The Tigers said troops were trying to breach a "border" that divides government territory from land they control in the northern Jaffna peninsula. They said that fighting that has raged in the east for 17 days was also spreading in the east, and that the air force bombed one of their training camps, killing many.
Truce monitors confirmed artillery exchanges at three points along the border, including the main entry point at Muhamalai where goods travelling by land must pass to reach the army-held Jaffna peninsula -- which is hemmed in by Tiger territory and guarded by 40,000 troops.
"They are firing artillery and trying to breach our borders," Tiger military spokesman Rasiah Ilanthiraiyan told Reuters by telephone from the northern rebel stronghold of Kilinochchi. "They are trying to thrust towards Kilinochchi, so our soldiers are retaliating.
The Tigers said Air Force Kfir jets had pounded rebel positions in the eastern district of Batticaloa, south of the site of a disputed waterway, near which fighting has been concentrated until Friday.
The military said the Tigers had provoked the northern confrontation, and said there was no ground offensive.
"They fired artillery and we are retaliating to their gun positions," said Major Upali Rajapakse, senior coordinator at the National Security media centre. "Our operation to maintain control over the sluice will continue."
An aid worker in Kilinochchi, around 20 miles (30 km) from the border, said the town was tense but quiet. Shelling could not be heard from there.
Army trucks towed heavy gun parts towards the main battle front in the east on Friday after an army camp was wrecked overnight when an artillery piece accidentally exploded, igniting an arms dump.
"VERY DANGEROUS"
The government says it will not halt operations until it controls the disputed sluice and an irrigation reservoir that feeds it. The Tigers say the land is theirs, and say continued army attacks are an effective declaration of war.
"It is definitely very dangerous, opening up on several fronts," said Robban Nilsson of the unarmed Nordic truce monitoring mission. "Guerrilla tactics have always been able to fight the enemy on several fronts, so it is definitely a very worrying development."
North of the town of Batticaloa towards the sluice gate, the Red Cross say at least 15,000 Tamils are displaced behind rebel lines having spent days under shellfire.
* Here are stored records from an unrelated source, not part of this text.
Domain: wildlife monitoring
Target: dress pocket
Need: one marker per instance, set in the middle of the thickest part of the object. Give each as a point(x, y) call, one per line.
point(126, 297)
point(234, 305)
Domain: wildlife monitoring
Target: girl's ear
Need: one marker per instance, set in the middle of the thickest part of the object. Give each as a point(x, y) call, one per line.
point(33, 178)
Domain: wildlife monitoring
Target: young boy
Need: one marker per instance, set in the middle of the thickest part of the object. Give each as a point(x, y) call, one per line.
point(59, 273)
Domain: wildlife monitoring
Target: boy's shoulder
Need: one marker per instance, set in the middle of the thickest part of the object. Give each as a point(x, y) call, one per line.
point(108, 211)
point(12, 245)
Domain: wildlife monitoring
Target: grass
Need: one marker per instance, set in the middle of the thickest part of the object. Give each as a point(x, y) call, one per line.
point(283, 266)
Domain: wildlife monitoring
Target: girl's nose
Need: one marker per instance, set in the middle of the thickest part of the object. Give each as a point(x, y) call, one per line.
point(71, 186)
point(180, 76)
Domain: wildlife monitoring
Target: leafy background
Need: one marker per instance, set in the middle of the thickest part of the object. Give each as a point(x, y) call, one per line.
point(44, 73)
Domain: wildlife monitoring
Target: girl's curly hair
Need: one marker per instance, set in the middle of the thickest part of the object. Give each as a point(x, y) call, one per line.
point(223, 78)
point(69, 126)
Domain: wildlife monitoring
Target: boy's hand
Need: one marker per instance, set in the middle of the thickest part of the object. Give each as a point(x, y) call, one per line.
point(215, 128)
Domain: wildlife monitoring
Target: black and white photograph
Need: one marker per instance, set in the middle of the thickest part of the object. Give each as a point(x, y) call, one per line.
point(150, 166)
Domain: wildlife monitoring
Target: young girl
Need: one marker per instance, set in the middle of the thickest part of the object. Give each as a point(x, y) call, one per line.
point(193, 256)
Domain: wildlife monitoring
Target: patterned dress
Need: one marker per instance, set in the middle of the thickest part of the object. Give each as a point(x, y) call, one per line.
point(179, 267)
Other estimates are has high as 30,000 -- but registration has been slow.
"Shells fell nearby," said fisherman Marimuthy Nesan, 24. "We ran. We had no idea. We do not know what happened to our homes. We want peace. That is all."
The Tigers said on Thursday more than 50 civilians had been killed and 200 wounded by army shelling in their territory. Doctors said six troops were killed and more than 50 wounded during an abortive government push to capture the sluice.
The Tigers have long demanded a separate homeland for ethnic Tamils in the north and east of Sri Lanka but President Mahinda Rajapakse has ruled this out. The rebels say any return to stalled peace talks is a distant prospect.
Aid groups accuse the government of forcing civilians to flee Tiger areas by shelling and deliberately blocking aid to thousands of displaced there. More than 30,000 displaced are now housed in cramped, squalid conditions in makeshift camps in army-held territory.
The government is under pressure to allow independent experts to take part in a probe into the execution-style killing of 17 local staff of international aid group Action Contre La Faim. Some relatives of the dead blame troops.
The army denies any involvement in the killings of the aid workers, and blames the rebels. The international community demands answers -- and a return to peace talks.